In storage, “crash recovery” means that upon coming up after a crash, a server must remember exactly what promises it made to clients, and must be able to carry out those promises.
For example, consider a directory on a server’s disk. The server may, for expediency, keep a copy of the directory in memory, so that routine lookups do not require access to disk. But now, suppose that a client requests that a file in the directory be renamed. The server may carry out the rename in its in-memory copy of the directory, and notify the client of the completed operation, without waiting for the writing back of the modification to disk to complete. If the server then crashes, then upon coming back up, it must remember what modification must be made to the disk copy of the directory.
Intentions, data, and meta-data must be preserved across a crash, even if the crash is a power failure. This constrains the use of RAM, which normally loses its contents at power failure.
Older Panasas systems relied on an on-board battery to help to solve the problem. When power failure was imminent, the system had a few seconds to tidy up by shoveling critical items out to disk, from which they could be retrieved at recovery.

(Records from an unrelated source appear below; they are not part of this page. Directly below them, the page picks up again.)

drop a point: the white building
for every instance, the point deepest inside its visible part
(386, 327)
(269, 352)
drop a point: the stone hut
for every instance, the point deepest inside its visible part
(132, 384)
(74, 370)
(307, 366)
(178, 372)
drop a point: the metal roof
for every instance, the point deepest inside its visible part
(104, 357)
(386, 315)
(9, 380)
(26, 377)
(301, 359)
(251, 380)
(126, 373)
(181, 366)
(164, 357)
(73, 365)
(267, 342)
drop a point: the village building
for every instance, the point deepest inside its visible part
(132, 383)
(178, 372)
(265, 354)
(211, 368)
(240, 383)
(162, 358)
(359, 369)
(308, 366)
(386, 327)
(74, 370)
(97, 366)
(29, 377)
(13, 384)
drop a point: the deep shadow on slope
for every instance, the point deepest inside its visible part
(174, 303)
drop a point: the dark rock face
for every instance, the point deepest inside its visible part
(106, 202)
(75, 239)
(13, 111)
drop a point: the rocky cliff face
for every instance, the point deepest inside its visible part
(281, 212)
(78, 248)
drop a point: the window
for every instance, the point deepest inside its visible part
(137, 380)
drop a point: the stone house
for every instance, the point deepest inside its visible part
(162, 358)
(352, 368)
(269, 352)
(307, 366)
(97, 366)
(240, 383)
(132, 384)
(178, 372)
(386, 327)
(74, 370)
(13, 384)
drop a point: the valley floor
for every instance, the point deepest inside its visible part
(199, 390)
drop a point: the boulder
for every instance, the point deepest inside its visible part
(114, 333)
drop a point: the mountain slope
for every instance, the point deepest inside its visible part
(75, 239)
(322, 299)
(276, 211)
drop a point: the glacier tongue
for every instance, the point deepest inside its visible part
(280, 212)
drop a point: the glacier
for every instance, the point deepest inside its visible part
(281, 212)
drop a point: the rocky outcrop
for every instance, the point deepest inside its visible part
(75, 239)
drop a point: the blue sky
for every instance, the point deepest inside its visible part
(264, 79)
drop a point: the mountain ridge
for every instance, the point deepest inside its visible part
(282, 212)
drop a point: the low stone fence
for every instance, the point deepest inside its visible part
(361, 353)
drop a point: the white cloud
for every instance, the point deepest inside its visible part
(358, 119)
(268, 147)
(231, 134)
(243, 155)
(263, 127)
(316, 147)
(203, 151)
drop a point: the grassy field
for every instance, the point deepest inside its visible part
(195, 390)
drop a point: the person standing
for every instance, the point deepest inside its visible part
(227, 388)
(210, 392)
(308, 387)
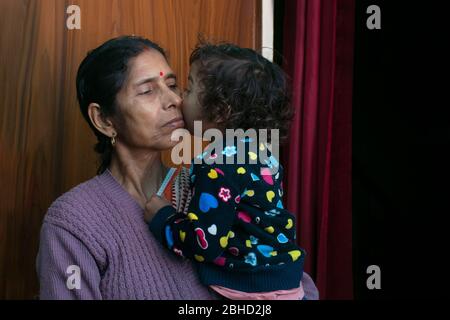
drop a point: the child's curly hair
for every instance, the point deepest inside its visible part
(242, 88)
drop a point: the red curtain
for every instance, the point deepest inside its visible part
(318, 48)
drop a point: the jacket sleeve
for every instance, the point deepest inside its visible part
(202, 234)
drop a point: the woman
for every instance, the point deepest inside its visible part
(94, 241)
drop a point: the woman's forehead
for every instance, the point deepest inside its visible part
(149, 63)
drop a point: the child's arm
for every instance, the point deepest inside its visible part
(203, 233)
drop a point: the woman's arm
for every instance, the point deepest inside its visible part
(61, 256)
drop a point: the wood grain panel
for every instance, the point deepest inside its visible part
(46, 148)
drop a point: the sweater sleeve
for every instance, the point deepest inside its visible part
(66, 269)
(202, 234)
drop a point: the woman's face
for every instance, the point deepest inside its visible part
(149, 104)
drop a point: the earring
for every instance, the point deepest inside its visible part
(113, 139)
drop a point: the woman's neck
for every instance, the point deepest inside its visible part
(139, 172)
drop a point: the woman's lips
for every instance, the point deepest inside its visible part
(175, 123)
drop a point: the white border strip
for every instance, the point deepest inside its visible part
(267, 29)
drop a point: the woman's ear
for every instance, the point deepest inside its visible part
(98, 120)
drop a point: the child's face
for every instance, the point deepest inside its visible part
(192, 110)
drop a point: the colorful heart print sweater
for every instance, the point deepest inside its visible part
(236, 228)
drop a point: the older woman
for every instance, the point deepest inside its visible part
(95, 243)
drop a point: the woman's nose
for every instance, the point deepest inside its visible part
(172, 100)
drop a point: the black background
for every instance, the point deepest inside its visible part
(401, 143)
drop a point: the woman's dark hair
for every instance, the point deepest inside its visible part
(242, 88)
(100, 77)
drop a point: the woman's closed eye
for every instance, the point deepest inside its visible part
(147, 90)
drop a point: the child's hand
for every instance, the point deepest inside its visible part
(153, 205)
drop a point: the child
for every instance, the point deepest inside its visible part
(236, 228)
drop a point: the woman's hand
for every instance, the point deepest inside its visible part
(153, 205)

But Panasas is moving in the direction of using off-the-shelf hardware components and standard form factors. Instead of relying on batteries, in version 7 of the system, Panasas’s director modules rely on NVDIMM1 to hold items that must be preserved; in a future version, Panasas’s storage modules will do the same.

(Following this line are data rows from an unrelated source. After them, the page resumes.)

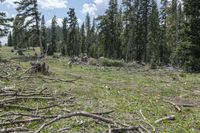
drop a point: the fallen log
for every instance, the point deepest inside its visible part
(85, 114)
(171, 117)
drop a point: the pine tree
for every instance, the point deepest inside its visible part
(43, 35)
(128, 48)
(28, 11)
(73, 45)
(164, 54)
(4, 25)
(52, 48)
(65, 37)
(83, 39)
(18, 33)
(153, 36)
(88, 33)
(10, 40)
(108, 30)
(189, 51)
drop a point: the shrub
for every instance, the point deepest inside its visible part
(93, 62)
(108, 62)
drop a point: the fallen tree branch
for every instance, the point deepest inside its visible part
(20, 121)
(171, 117)
(176, 106)
(85, 114)
(144, 118)
(11, 130)
(125, 129)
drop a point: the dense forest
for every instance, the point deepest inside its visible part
(134, 30)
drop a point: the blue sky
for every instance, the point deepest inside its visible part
(49, 8)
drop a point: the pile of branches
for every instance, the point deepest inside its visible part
(8, 70)
(17, 114)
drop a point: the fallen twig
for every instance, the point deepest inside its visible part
(11, 130)
(20, 121)
(142, 115)
(85, 114)
(125, 129)
(176, 106)
(171, 117)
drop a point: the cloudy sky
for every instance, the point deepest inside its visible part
(49, 8)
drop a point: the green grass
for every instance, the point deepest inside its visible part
(126, 92)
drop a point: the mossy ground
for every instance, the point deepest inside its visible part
(123, 91)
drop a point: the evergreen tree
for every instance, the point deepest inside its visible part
(108, 30)
(83, 38)
(28, 11)
(43, 35)
(52, 48)
(10, 40)
(164, 54)
(4, 25)
(153, 36)
(73, 42)
(65, 37)
(189, 51)
(18, 33)
(88, 33)
(128, 48)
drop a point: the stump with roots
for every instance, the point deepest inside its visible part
(39, 67)
(19, 52)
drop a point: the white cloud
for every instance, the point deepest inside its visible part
(51, 4)
(58, 20)
(46, 4)
(89, 8)
(97, 7)
(101, 1)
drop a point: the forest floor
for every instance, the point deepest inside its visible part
(125, 97)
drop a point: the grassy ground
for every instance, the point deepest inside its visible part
(125, 91)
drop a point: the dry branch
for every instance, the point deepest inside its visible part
(176, 106)
(20, 121)
(85, 114)
(125, 129)
(171, 117)
(11, 130)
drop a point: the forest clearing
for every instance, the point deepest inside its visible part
(99, 66)
(86, 98)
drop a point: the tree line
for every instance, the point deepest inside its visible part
(134, 30)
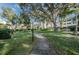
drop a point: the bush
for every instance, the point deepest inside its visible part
(5, 34)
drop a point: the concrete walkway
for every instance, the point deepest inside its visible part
(41, 45)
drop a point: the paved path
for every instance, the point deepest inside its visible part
(41, 45)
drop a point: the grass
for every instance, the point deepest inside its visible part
(63, 43)
(19, 44)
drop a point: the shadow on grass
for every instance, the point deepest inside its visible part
(20, 44)
(63, 44)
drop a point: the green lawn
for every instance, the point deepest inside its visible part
(20, 43)
(63, 43)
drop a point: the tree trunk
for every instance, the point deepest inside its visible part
(76, 29)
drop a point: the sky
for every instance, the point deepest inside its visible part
(14, 7)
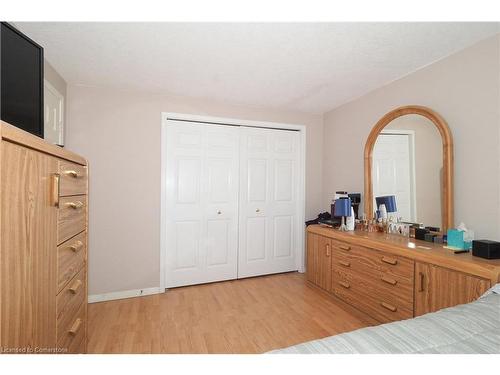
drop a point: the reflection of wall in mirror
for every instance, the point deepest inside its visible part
(428, 166)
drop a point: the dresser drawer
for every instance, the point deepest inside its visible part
(374, 261)
(72, 337)
(73, 179)
(71, 256)
(382, 278)
(72, 217)
(363, 294)
(71, 306)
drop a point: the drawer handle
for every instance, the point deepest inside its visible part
(77, 246)
(388, 280)
(76, 285)
(75, 327)
(389, 261)
(55, 189)
(388, 307)
(344, 284)
(71, 173)
(75, 205)
(421, 282)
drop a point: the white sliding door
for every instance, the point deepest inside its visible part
(201, 216)
(393, 172)
(269, 201)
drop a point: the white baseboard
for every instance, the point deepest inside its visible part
(124, 294)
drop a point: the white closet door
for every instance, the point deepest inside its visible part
(392, 172)
(202, 203)
(269, 181)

The NVDIMM’s Panasas uses can be accessed as if they were regular RAM. But the requirement that the system must always be crash-ready, with no interval of a few seconds to tidy up, imposes a stern discipline on the software that writes to the NVDIMM.
- Routine memory accesses go through a processor cache. But writes to the NVDIMM must write through that cache, or bypass it altogether, since on power failure, the cache is toast.
- Operations on data in NVDIMM memory must be done atomically. That is, if an operation is in progress at the time of a crash, then upon recovery, either the operation should be complete, or it should be clear that the operation was not completed, and any modifications made for it can be ignored.
- The atomicity property, described above, requires that data structures in NVDIMM memory must never be modified in place. Instead, a copy of the data structure is made at another location in NVDIMM memory; the copy is modified; and finally, the pointer to the original data structure is modified to point to the new copy. This can be called write-anywhere modification (to use nomenclature from NetApp’s WAFL, “Write Anywhere File Layout”).
The payoff for adhering to this discipline is that client operations can take the fast path – for most writing operations the client does not have to wait for disk accesses to complete.
1 An NVDIMM is one type of non-volatile memory that is built from DRAM, just enough flash to store the contents of that DRAM, and a supercap that can power them both long enough to flush the DRAM to the flash if main power fails.